= Parliamentary snuff box =

Snuff box of the British House of Commons

The parliamentary snuff box

The parliamentary snuff box is a wooden snuff box at the door of the House of Commons of the United Kingdom where snuff is stored for use by Members of Parliament. The practise originated after 1694 when smoking was banned in the House of Commons of England. It is the responsibility of the Principal Doorkeeper to ensure it is kept stocked.

== History ==

In 1694, the Parliament of England passed a resolution banning smoking in the House of Commons of England and in committee rooms. Following this, members still wished to take tobacco so snuff was used as a tolerated alternative to smoking as attributed to Erskine May: Parliamentary Practice. In 1941, the House of Commons chamber was destroyed by a German bomb on the Palace of Westminster. The current parliamentary snuff box was created using timber from the destroyed chamber's door frame with a silver plate listing all the names of the Principal Doorkeepers since 1943 screwed onto the lid. The responsibility for maintaining the parliamentary snuff box lies with the Principal Doorkeeper who stocks the box with snuff paid for with his own money.

== Attention ==
Until the 2010s, the rights of MPs to have free snuff was a little known tradition of the House of Commons. A Freedom of Information request in 2010 confirmed the existence of the tradition and that it was filled with snuff chosen by the Principal Doorkeeper which he selected from a local tobacconist. The request did not reveal which members took advantage of the free snuff privilege, as the last recorded instance of an MP taking snuff was in 1989, when 1.5 oz was taken at a cost of 99p.
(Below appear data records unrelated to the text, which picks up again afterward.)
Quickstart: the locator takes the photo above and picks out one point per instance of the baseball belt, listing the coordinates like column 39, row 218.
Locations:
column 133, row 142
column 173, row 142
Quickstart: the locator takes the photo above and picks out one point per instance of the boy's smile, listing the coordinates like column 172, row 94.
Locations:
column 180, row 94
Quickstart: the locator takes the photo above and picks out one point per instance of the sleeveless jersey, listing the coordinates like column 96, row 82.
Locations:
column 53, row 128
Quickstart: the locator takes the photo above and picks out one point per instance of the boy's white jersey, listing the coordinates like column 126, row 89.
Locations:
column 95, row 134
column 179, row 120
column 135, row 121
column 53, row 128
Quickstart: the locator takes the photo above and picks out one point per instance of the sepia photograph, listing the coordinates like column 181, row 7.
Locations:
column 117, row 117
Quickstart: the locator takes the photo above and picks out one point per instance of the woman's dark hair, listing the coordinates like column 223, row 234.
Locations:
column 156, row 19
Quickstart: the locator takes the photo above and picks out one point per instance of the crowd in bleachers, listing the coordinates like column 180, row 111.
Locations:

In 2012, the parliamentary snuff box was mentioned in a debate by the Green Party MP for Brighton Pavilion, Caroline Lucas, who criticised the parliamentary snuff box for being outdated. The Conservative Party MP for Gillingham and Rainham, Rehman Chishti, also wrote a question about how much had been used in the previous decade. The response was that there were no known users of the parliamentary snuff box. It was also noted that while under the Health Act 2006 it is illegal to give out free tobacco in the United Kingdom, Parliament is exempt from this as the Palace of Westminster is a royal palace, and therefore legally exempt from the legislation.